A humanitarian group has reported that 18 migrants have died while they were trying to reach Lanzarote in the Atlantic Ocean. Meanwhile, Spain's sea rescue service picked up more than 300 people – some clinging to a sinking boat.
On Tuesday (January 25), Helena Maleno, founder of Caminando Fronteras (walking borders) migration monitoring group tweeted that a group of 50 people, including six babies, had sent a "desperate request for help ... from the Canarian route."
A day later, the distress hotline Alarm Phone tweeted that 53 people were in distress off Lanzarote: "They left #Laayoune yesterday and they need an immediate rescue." Laayoune is the capital of the disputed territory of Western Sahara between Morocco and Mauritania.
Alarm Phone also said it informed Salvamento Marítimo, Spain's maritime rescue service, and gave it a GPS position. "We hope they will promptly launch a rescue operation," it said.

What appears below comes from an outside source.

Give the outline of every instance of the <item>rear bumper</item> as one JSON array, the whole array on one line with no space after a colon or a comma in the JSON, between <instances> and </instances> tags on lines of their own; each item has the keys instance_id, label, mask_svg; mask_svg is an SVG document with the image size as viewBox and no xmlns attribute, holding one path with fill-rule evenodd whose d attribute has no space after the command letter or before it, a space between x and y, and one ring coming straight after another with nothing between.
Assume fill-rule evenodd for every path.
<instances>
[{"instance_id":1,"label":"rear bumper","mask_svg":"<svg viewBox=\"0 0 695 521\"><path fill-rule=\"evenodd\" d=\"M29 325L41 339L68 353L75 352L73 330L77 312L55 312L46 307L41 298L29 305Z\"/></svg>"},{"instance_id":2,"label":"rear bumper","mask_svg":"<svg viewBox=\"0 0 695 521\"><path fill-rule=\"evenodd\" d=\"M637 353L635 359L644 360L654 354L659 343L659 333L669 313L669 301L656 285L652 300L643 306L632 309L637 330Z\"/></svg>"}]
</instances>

Around the same time as Alarm Phone, Maleno took to Twitter again, this time saying that 18 people had died trying to make the crossing to the Spanish island of Lanzarote from Africa.
"They had the position of the boat but the rescue means were activated too late," Maleno wrote on Twitter in Spanish. The news agency Reuters said it could not confirm Maleno's figure of 18 deaths independently.
319 people rescued
Salvamento Marítimo said it was unaware of any drownings. The rescue service tweeted on Wednesday (January 26) that its crews had rescued 319 migrants from six boats and brought them to Lanzarote and Gran Canaria, two of the seven main islands of the archipelago. One of the boats reportedly carried as many as 120 people.

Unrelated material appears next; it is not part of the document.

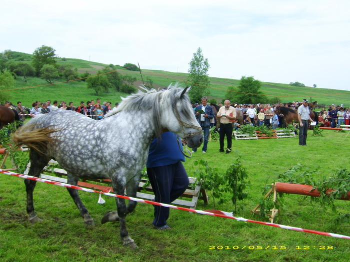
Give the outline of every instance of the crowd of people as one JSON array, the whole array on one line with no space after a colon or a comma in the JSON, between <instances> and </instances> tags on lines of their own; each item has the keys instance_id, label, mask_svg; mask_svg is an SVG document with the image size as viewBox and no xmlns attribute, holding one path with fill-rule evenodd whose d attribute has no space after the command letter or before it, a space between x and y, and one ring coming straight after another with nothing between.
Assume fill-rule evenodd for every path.
<instances>
[{"instance_id":1,"label":"crowd of people","mask_svg":"<svg viewBox=\"0 0 350 262\"><path fill-rule=\"evenodd\" d=\"M22 105L20 101L17 102L16 106L8 101L5 102L4 105L16 111L20 116L20 121L24 122L26 115L35 117L37 115L48 114L52 111L56 110L72 110L94 120L100 120L108 112L116 110L118 104L118 103L116 103L114 107L112 108L110 102L105 101L101 103L100 99L98 98L96 103L94 100L92 100L87 101L86 105L85 102L82 101L78 107L75 106L72 102L70 102L67 106L67 103L64 101L61 101L60 104L58 104L57 100L54 100L52 104L51 101L49 100L44 102L36 101L29 107Z\"/></svg>"},{"instance_id":2,"label":"crowd of people","mask_svg":"<svg viewBox=\"0 0 350 262\"><path fill-rule=\"evenodd\" d=\"M202 148L204 153L206 152L208 142L210 128L214 126L219 126L220 152L224 152L224 137L227 138L228 146L226 153L232 151L232 136L233 129L237 130L242 128L243 125L252 126L265 125L268 128L276 129L278 127L286 127L283 115L277 113L278 107L285 106L294 109L293 112L298 116L298 122L294 123L296 127L298 125L300 129L300 145L306 145L306 137L308 124L306 124L306 121L318 122L320 126L330 127L339 127L342 124L349 125L350 119L350 108L345 108L342 106L330 106L327 111L324 109L320 110L318 120L312 119L308 114L305 114L304 108L307 107L306 112L310 114L310 110L312 110L308 107L309 103L307 99L302 101L293 102L288 103L277 103L272 106L270 104L240 104L237 103L231 103L228 100L225 100L224 106L222 104L218 105L218 113L214 113L213 108L215 104L209 105L208 104L208 98L202 98L202 104L196 103L192 105L198 123L200 125L204 133L204 143ZM299 110L298 110L299 109ZM314 110L315 109L314 109ZM236 112L240 111L243 115L242 123L239 123L238 116ZM315 110L316 111L316 110ZM315 115L316 114L315 113ZM220 125L216 125L216 121L220 122ZM301 132L300 132L301 131ZM301 133L301 134L300 134ZM196 153L196 148L194 148L192 153Z\"/></svg>"},{"instance_id":3,"label":"crowd of people","mask_svg":"<svg viewBox=\"0 0 350 262\"><path fill-rule=\"evenodd\" d=\"M204 142L202 152L206 153L208 150L208 144L210 128L220 122L220 152L224 152L225 138L227 140L226 153L232 151L232 133L233 129L242 127L236 121L237 110L242 112L243 115L243 124L252 126L266 125L272 129L277 128L283 125L283 118L276 114L276 107L285 106L296 109L298 116L300 135L299 144L306 145L308 120L312 122L309 115L308 100L304 99L302 102L294 102L288 104L277 104L272 106L270 104L246 105L231 103L226 100L224 105L219 104L217 113L214 113L213 108L208 105L208 99L204 97L201 99L201 104L192 105L194 112L198 123L204 133ZM116 110L118 103L111 108L110 102L100 103L98 98L95 103L94 100L88 101L86 105L82 101L79 106L76 107L72 102L66 103L61 101L60 104L56 100L52 104L50 100L40 103L40 101L34 102L31 108L22 105L20 101L14 106L10 101L6 101L5 105L12 108L18 113L20 120L24 121L24 115L28 115L35 117L38 114L50 113L52 111L68 110L73 110L96 120L102 119L108 112ZM349 124L350 109L340 106L330 107L328 111L322 109L318 114L318 121L325 126L334 127L344 123ZM152 187L154 188L155 200L162 203L170 204L177 199L186 190L188 185L188 179L182 162L184 161L184 156L180 153L180 149L178 147L178 140L180 138L170 132L162 134L162 139L155 139L151 144L147 162L147 172L148 178ZM180 143L180 144L181 143ZM192 153L196 152L197 148L194 148ZM152 222L154 229L160 230L168 230L172 228L167 224L169 217L169 209L154 206L154 220Z\"/></svg>"}]
</instances>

Dozens of people wrapped in red blankets arrived on a rescue boat at the port of Arguineguin on Gran Canaria before dawn. Masked emergency workers in protective suits helped them off to the pier, Reuters video footage showed.
A pregnant woman and a baby, as well as eight other people were sent to health centers, according to Reuters, but none of them was at risk.
Large number of arrivals continue
The Atlantic route from western Africa to the Canary Islands has been increasingly used by migrants – smugglers launching boats from Morocco, Western Sahara, Mauritania and even as far away as Senegal and The Gambia.
In the first 23 days of this year, 2,574 people arrived in Spain irregularly, the vast majority of them in the Canaries (some 2,000 when counting this week's arrivals). Last year, the island group saw over 22,000 arrivals, close to half of all arrivals to Spain. The number in 2020 was even higher, with just over 23,000.
Strong currents and other risks make the Atlantic route one of the deadliest to Europe. According to Walking Borders, more than 4,400 migrants, including at least 205 children, were lost at sea trying to reach Spain last year. That's more than double the figure from 2020 and the highest number since the group began counting in 2018. The UN migration agency IOM, which uses different methodology, said it had registered 1,176 missing migrants last year, but that the true figure is likely to be much higher.